Also dragging down local growth has been significant federal fiscal drag, in the form of declining employment and reduced federal procurement spending. Federal fiscal drag affects Tucson more than the nation as a whole, because federal activity (civilian and military) is a larger share of the local economy. “Indeed, according to the latest data, the federal government sector accounted for 7.7 percent of Tucson’s gross domestic product in 2012, more than double the national share,” he said.
The outlook calls for Tucson job growth to gradually improve, rising from 0.8 percent in 2014 to 1.3 percent by 2016. That reflects modest improvements in net migration and less federal fiscal drag. Rising job and population growth raise income gains, which support additional local spending.
During his presentation, Hammond encouraged the audience to utilize the new Making Action Possible for Southern Arizona (MAP) interactive website, mapazdashboard.arizona.edu. The project, which launched on Dec. 5, is a partnership between Eller’s Economic and Business Research Center, the Community Foundation for Southern Arizona, and the Southern Arizona Leadership Council.
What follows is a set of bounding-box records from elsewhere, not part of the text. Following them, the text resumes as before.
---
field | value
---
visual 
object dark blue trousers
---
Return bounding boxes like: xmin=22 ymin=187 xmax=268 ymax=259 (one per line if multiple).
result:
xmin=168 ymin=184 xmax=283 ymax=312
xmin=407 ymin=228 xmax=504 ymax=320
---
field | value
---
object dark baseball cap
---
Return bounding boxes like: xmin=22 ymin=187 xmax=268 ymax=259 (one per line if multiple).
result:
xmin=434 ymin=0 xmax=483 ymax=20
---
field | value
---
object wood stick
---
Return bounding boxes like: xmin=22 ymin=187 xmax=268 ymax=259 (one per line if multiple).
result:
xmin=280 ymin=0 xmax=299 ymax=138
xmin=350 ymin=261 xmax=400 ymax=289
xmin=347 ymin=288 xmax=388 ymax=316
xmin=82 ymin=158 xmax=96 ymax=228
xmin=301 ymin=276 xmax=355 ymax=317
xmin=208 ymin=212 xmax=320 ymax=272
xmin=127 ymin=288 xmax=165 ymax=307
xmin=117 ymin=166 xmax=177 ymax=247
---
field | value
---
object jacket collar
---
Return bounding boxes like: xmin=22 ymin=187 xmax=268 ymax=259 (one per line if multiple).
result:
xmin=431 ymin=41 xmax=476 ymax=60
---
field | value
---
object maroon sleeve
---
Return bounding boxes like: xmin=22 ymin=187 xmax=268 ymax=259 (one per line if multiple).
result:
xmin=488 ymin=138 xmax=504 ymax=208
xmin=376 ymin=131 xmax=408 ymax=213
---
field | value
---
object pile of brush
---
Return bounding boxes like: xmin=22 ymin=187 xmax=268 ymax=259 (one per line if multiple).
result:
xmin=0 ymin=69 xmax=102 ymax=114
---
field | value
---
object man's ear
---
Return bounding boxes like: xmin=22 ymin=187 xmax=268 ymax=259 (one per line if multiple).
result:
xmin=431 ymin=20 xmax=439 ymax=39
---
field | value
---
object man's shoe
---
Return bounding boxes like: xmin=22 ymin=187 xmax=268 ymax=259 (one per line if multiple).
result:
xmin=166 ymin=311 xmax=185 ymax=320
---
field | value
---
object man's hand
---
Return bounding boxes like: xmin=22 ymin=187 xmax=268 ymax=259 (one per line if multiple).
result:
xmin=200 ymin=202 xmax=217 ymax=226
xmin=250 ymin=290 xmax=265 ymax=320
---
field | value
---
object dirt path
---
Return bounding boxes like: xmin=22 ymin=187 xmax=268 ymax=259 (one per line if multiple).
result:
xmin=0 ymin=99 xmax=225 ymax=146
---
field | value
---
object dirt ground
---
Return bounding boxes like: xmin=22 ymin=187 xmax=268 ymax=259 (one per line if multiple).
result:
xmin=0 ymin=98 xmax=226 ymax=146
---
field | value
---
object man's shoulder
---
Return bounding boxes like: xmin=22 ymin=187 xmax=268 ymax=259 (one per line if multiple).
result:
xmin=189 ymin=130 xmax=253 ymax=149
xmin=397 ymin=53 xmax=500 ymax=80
The goal of the website is to measure progress and inspire action. MAP users will find real-time data visualization and analysis for 36 socio-economic indicators grouped into six categories: Economy, Education, Health and Social Well-Being, Infrastructure, Quality of Place, and Workforce and Demographics. Users can compare Southern Arizona to the U.S., states in the West, and select metropolitan areas.
“There are so many ways MAP can benefit our community. Examine the data to drive business decisions, build collaboration or cross-sector partnerships,” Hammond said. “Or, analyze the data to help shape and pursue effective policies or seek external funding opportunities.”
Hammond closed his presentation with an upbeat prediction. “Overall, Tucson continues to battle headwinds, but the local economy is growing and moving forward,” he said.